Doubting Retirement Readiness
Despite efforts to increase employee participation and deferral rates in 401(k) and other defined-contribution plans, a majority of U.S. employers lack confidence in the retirement readiness of their employees, finds a survey from New York-based Towers Watson.
The poll of 371 U.S. employers that offer a 401(k) plan as their primary DC retirement plan found 56 percent of respondents reported employee-participation levels at or above 80 percent in 2012, compared to 50 percent two years ago.
However, only 22 percent of respondents said they believe employees generally make informed decisions about their retirement savings. "While employers continue to offer various communication vehicles and education and advice tools, and have made recent strides by automating retirement-plan-savings features and offering investment choices that help employees diversify their savings, it appears that the intended impacts of these moves have fallen short of their goals," says Robyn Credico, senior retirement consultant with Towers Watson.
Fannie Mae Lawsuit Proceeds
A New York federal judge has ruled that Fannie Mae employees may pursue much of their lawsuit to recover losses on company stock that remained in their retirement plan even as the company headed toward near collapse in 2008.

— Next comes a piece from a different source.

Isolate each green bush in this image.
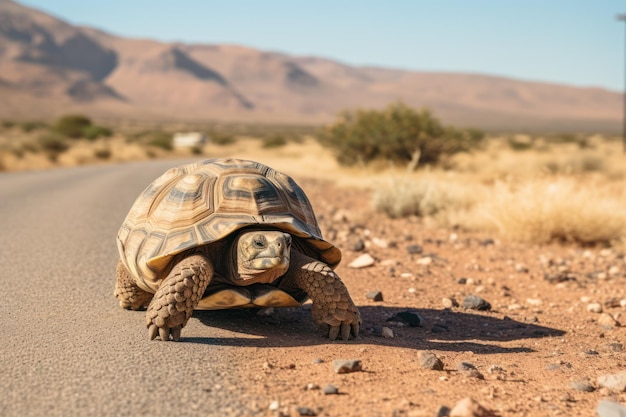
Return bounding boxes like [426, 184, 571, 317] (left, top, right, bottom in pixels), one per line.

U.S. District Judge Paul Crotty has allowed claims to go forward against several Fannie Mae directors, including former chief executive Daniel Mudd as well as members of the company's benefits-plan committee. The case was brought on behalf of current and former plan participants between April 17, 2007, and May 14, 2010, during which time Fannie Mae's share price fell from nearly $57 to $1.
According to Crotty, the Fannie Mae employees made a plausible case that officials knew or should have realized the mortgage financier faced "dire circumstances" that would make investing in its stock -- and contributing stock rather than cash to the plan -- unwise.

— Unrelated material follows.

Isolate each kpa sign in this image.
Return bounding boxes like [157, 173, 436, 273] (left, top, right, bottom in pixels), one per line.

Crotty also dismissed all claims against defendants who joined Fannie Mae's board after the company, along with the smaller Freddie Mac, was seized and put into a conservatorship in September 2008.

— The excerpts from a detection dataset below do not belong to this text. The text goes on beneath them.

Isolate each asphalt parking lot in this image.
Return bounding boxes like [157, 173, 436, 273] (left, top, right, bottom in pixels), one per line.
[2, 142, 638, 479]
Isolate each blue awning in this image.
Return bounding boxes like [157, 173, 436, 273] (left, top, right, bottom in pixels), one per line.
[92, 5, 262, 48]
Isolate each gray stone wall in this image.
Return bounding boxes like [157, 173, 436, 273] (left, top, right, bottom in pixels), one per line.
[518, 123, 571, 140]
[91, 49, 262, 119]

Increasing Retirement Security
Setting a higher starting point for 401(k) contributions would make a significant difference in improving workers' likelihood of a financially viable retirement, according to research from Washington-based Employee Benefit Research Institute.
EBRI evaluated the impact of raising the default contribution rate on younger workers -- with 31 to 40 years of simulated 401(k) eligibility -- to see how many would be likely to achieve a total income real replacement rate of 80 percent at retirement.
Nearly 26 percent of those in the lowest-income quartile who had not previously been modeled to have a financially successful retirement would be successful as a result of the increase in the starting deferral rate to 6 percent of compensation. EBRI found that employees in the highest-income quartile would benefit as well, although not as much. Just over 18 percent of those folks who would not be successful under the actual default contribution rate would be successful due to the higher 6 percent default rate.
Plan Sponsors Question PBGC
The Washington-based American Benefits Council has voiced "serious concerns" about the Pension Benefit Guaranty Corp.'s attempt to modernize its enforcement policy for companies with pension plans that cease operations.
Under ERISA Section 4062(e), if an employer with a pension plan shuts down operations at a facility and more than 20 percent of the company's employees who are plan participants are separated from employment, the employer is required to provide the PBGC with short-term security in the form of a bond or escrow amount based on the plan's unfunded termination liability.
The PBGC's new enforcement policy "aims to target enforcement requirements to plans that are at the most risk and reduce requirements elsewhere by using measures of financial soundness such as credit rating," according to an ABC statement.
"The final result will be a system that punishes the weakest companies, which will only reduce their ability to sustain the pension plan and recover their core business," says Lynn Dudley, American Benefit Council senior vice president of policy.
"Since PBGC has committed to an open dialogue on this issue," says Dudley, "we will continue urging them to withdraw this policy and the proposed regulations on which [it is] based, so we can start over with an enforcement system that works for plan sponsors, participants and the PBGC."